In this instance, the CEO was not just looking for advice. He was looking for a shield.

By using an AI to generate the plan, there is an implicit attempt at algorithmic deniability. If the plan fails, one might blame the tool. If it succeeds, the human takes the prize. But the US legal system has made it clear that using ChatGPT to draft your most unethical maneuvers does not grant you immunity. The court viewed the AI generated documents as direct evidence of intent. You cannot outsource your integrity to a chatbot and expect the law to look the other way.

This ruling sets a massive precedent. It is one of the first high stakes labor and contract disputes where AI generated corporate strategy was central to the evidence. For years, we have debated the "black box" nature of AI decision making in the context of hiring algorithms or loan approvals. Now, we are seeing the black box used at the highest levels of corporate governance.

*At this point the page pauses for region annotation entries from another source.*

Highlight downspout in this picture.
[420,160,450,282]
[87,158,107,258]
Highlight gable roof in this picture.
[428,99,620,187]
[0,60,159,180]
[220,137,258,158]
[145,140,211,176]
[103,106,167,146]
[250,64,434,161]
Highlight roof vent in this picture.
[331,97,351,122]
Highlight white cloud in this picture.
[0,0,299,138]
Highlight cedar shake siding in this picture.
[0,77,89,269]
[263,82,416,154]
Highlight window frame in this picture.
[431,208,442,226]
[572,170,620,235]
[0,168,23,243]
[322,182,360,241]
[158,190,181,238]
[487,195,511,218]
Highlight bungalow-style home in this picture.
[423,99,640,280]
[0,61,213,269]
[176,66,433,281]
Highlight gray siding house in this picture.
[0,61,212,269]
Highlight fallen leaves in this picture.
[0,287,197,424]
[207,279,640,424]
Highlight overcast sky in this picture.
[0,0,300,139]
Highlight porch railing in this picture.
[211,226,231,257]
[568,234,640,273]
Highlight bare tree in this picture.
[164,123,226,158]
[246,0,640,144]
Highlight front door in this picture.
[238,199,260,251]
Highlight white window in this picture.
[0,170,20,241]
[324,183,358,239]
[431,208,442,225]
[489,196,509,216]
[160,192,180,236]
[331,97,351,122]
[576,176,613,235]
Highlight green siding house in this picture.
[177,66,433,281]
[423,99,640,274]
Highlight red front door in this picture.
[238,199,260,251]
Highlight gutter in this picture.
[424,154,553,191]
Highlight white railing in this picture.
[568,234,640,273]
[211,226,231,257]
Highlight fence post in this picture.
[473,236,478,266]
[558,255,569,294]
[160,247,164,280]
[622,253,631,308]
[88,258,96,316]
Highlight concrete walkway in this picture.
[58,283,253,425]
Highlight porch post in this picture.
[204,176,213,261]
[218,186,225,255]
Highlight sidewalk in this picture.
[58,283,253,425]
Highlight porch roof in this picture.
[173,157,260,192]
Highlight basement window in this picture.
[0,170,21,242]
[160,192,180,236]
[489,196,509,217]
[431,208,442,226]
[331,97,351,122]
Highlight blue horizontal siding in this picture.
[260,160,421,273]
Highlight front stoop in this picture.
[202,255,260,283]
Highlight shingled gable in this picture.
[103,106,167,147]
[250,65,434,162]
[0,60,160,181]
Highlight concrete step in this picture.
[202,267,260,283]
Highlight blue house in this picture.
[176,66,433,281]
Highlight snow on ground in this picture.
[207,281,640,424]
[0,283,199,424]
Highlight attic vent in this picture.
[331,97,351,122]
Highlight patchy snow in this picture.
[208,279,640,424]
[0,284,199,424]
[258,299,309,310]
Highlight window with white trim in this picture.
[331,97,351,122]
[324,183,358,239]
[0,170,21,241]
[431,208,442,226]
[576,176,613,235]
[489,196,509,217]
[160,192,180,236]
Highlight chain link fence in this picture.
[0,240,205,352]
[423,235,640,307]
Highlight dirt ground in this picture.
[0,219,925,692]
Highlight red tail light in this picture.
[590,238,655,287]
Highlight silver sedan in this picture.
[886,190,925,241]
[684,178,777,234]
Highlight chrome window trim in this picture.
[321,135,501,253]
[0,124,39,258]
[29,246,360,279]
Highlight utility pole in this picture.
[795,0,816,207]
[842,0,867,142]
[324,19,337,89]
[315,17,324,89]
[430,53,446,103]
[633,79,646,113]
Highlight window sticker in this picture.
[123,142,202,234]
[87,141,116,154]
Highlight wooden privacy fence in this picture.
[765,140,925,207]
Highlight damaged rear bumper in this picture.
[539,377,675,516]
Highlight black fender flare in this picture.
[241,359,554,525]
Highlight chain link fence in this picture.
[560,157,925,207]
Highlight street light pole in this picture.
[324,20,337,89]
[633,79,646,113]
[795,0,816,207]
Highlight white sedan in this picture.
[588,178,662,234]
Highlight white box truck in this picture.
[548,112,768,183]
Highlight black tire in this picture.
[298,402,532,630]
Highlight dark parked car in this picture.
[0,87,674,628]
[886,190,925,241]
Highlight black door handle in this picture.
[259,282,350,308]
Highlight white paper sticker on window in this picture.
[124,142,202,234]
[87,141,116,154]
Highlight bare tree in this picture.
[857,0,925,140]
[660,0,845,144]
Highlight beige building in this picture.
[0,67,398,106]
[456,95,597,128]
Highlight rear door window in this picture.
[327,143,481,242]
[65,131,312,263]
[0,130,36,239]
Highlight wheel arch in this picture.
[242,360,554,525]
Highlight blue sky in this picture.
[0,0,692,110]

I have spent years looking at how these models process logic. They are excellent at identifying patterns in legal text and finding paths of least resistance, but they lack the context of human consequence. When a CEO asks for a removal plan, the AI does not consider the morale of the developers or the trust of the player base. It only considers the prompt. This lack of friction makes it a dangerous tool for leaders who already struggle with empathy.

The reputational damage to Krafton is severe. They are the stewards of some of the most beloved IPs in gaming, yet they have been caught trying to cheat their own partners. Reintegrating the ousted leadership will be a nightmare of corporate culture. How do you work for a parent company that tried to automate your firing to save a buck?

Investors are likely asking the same questions.

Trust is the invisible currency of the gaming industry. When a publisher is caught using AI to avoid paying its top talent, that currency devalues instantly. It signals a leadership style that prioritizes short term savings over long term stability.

As we see more leaders using AI to handle the dirty work of management, we must ask ourselves if our legal systems are ready for the volume of automated malice that is coming. This case proves that while technology can automate a strategy, it cannot, and should not, outsource the accountability that comes with it. The prompt might be artificial, but the consequences remain very real. If you try to fire your best people with a bot, do not be surprised when a human judge tells you to hire them back.